Operative treatment for adult spinal deformity (ASD) provides significant improvement in health-related quality of life at minimum three-year follow-up (mean 4.1 years), suggesting that the benefits of surgery for ASD remain durable long term. This is the key message to come out of a recent study which was published in the Journal of Neurosurgery: Spine by Elias Elias (University of Virginia, Charlottesville, USA) et al.
The researchers note that the findings of this prospective multicentre analysis “should prove useful for counselling, cost-effectiveness assessments, and efforts to improve the safety of care”.
They state that longer term durability is important given the invasiveness, complications, and costs of these procedures and so the aim of the study was to assess minimum three-year outcomes and complications of ASD surgery.
Operatively treated ASD patients were assessed at baseline, follow-up, and through mailings. Patient-reported outcome measures (PROMs) included scores on the Oswestry Disability Index (ODI), Scoliosis Research Society–22r (SRS-22r) questionnaire, mental component summary (MCS) and physical component summary (PCS) of the SF-36, and numeric rating scale (NRS) for back and leg pain.

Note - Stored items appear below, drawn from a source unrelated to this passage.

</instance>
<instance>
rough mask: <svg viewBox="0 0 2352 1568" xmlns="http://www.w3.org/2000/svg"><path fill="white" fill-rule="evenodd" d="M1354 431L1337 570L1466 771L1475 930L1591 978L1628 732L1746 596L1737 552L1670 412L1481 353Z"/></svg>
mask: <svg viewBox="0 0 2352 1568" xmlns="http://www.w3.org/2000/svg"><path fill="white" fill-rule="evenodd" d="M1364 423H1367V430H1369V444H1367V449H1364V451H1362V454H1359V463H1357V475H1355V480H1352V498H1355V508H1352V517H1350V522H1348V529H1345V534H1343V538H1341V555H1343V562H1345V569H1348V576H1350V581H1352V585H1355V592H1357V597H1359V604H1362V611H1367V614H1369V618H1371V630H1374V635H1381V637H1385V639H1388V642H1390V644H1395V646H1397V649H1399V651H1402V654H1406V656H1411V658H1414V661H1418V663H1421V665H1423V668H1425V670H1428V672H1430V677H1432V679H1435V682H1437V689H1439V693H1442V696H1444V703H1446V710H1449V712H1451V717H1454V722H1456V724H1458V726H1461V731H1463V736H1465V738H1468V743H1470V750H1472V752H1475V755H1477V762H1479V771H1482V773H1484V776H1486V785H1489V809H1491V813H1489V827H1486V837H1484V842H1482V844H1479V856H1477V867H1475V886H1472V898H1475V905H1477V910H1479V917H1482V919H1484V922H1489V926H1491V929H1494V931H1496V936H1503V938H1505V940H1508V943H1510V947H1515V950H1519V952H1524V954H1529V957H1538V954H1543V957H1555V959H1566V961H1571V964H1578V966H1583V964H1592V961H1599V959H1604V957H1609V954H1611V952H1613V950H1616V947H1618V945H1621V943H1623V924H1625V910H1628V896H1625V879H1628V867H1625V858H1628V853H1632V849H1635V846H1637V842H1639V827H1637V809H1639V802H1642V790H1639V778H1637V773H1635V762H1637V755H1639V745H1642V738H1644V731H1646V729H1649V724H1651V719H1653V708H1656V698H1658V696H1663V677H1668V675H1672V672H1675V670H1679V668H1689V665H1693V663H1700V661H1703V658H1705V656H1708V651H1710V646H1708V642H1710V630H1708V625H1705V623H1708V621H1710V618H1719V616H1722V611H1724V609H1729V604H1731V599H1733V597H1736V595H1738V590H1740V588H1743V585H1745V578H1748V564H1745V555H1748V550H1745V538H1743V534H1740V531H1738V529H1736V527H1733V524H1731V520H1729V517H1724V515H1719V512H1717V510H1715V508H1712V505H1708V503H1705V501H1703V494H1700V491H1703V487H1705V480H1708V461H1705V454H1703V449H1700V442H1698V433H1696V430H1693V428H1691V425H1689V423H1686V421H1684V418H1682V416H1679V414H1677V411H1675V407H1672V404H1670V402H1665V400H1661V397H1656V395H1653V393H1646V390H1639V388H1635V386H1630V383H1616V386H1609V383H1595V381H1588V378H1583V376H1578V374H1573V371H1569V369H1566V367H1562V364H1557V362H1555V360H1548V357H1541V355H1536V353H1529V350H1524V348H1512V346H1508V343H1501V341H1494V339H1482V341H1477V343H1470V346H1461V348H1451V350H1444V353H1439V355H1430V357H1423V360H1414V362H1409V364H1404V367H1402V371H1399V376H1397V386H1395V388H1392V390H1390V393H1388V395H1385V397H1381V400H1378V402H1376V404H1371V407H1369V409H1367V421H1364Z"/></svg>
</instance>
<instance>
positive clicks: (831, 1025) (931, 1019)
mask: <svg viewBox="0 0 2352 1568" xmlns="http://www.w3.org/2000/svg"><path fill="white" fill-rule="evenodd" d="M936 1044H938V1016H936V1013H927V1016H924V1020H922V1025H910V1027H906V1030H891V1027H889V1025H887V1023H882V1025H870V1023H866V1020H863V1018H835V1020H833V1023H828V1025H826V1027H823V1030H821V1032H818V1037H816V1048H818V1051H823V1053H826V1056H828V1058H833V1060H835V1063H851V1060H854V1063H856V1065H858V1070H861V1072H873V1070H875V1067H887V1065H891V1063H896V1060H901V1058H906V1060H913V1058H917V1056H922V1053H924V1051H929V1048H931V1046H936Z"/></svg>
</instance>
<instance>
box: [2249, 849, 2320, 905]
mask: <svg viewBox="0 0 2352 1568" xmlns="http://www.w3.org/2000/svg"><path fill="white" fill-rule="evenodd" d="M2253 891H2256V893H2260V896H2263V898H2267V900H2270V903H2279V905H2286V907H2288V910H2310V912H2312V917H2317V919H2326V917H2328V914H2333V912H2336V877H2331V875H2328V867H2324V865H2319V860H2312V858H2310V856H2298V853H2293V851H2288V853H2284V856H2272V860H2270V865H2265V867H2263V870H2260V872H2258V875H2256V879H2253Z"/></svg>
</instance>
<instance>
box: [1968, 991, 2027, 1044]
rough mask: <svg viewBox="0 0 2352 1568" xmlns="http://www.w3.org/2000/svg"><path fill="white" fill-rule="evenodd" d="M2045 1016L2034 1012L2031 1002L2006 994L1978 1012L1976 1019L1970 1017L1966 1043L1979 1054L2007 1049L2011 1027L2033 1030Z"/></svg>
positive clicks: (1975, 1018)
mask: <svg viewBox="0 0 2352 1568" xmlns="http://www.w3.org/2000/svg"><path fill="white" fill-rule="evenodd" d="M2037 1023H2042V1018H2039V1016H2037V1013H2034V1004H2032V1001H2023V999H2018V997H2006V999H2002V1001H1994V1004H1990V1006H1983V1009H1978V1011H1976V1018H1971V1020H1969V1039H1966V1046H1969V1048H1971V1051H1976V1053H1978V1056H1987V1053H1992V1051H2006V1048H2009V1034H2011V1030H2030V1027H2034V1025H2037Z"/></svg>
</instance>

Complications were classified as perioperative (≤ 90 days), delayed (90 days to two years), and long term (≥ two years). Analyses focused on patients with minimum three-year follow-up.
Out of a total of 569 patients, 427 (75%) with minimum three-year follow-up (mean ± standard deviation [range] 4.1 ± 1.1 [3–9.6] years) had a mean age of 60.8 years and 75% were women. Operative treatment included a posterior approach for 426 patients (99%), with a mean ± standard deviation (SD) 12 ± 4 fusion levels. Anterior lumbar interbody fusion was performed in 35 (8%) patients, and 89 (21%) underwent three-column osteotomy.